Cascading Failures (Anti-Pattern) Medium
A cascading failure occurs when a failure in one component of an interconnected system triggers failures in dependent components, creating a domino effect that can bring down the entire system. This is an anti-pattern — something to recognize and prevent.
How It Happens
Service A (overloaded)
→ times out responding to Service B
→ Service B's thread pool fills up waiting on A
→ Service C can't reach B
→ System-wide outage
Example: The Problem
package main
import (
"fmt"
"net/http"
"time"
)
// BAD: No timeout, no circuit breaker, no bulkhead.
// If serviceA is slow, this handler holds a goroutine and connection
// indefinitely, eventually exhausting server resources.
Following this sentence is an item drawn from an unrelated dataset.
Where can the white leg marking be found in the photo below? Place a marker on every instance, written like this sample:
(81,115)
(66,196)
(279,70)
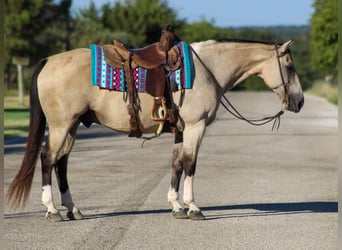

func handleRequest(w http.ResponseWriter, r *http.Request) {
resp, err := http.Get("http://service-a/api/data")
if err != nil {
// Service A is down — but we've already waited a long time.
// Meanwhile, hundreds of requests piled up behind us.
http.Error(w, "service unavailable", http.StatusServiceUnavailable)
return
}
defer resp.Body.Close()
fmt.Fprintf(w, "got data from service A")
}
Prevention Strategies
1. Timeouts
Always set deadlines on outbound calls.
client := &http.Client{
Timeout: 2 * time.Second,
}
resp, err := client.Get("http://service-a/api/data")
2. Circuit Breaker
Stop calling a failing service to give it time to recover (see Circuit-Breaker).
3. Bulkheads
Isolate resource pools per dependency so one slow service doesn’t consume all resources (see Bulkheads).
4. Fail-Fast
Check dependency health before attempting expensive work (see Fail-Fast).
5. Graceful Degradation
Return cached or default responses when a dependency is unavailable.
func getData(client *http.Client, cache *Cache) (string, error) {
resp, err := client.Get("http://service-a/api/data")
if err != nil {
// Fall back to cached data instead of failing entirely.
if cached, ok := cache.Get("data"); ok {
return cached, nil
}
return "", err
}
defer resp.Body.Close()
// ... process response
}
Rules of Thumb
- Every network call needs a timeout. No exceptions.
- Design for failure: assume every dependency will fail and plan what happens when it does.
- Monitor inter-service latency and error rates. Cascading failures often start with a subtle latency increase long before a hard failure.
- Test failure scenarios with chaos engineering tools to verify that your safeguards actually work.
- Combine multiple stability patterns (timeouts + circuit breaker + bulkhead) for defense in depth.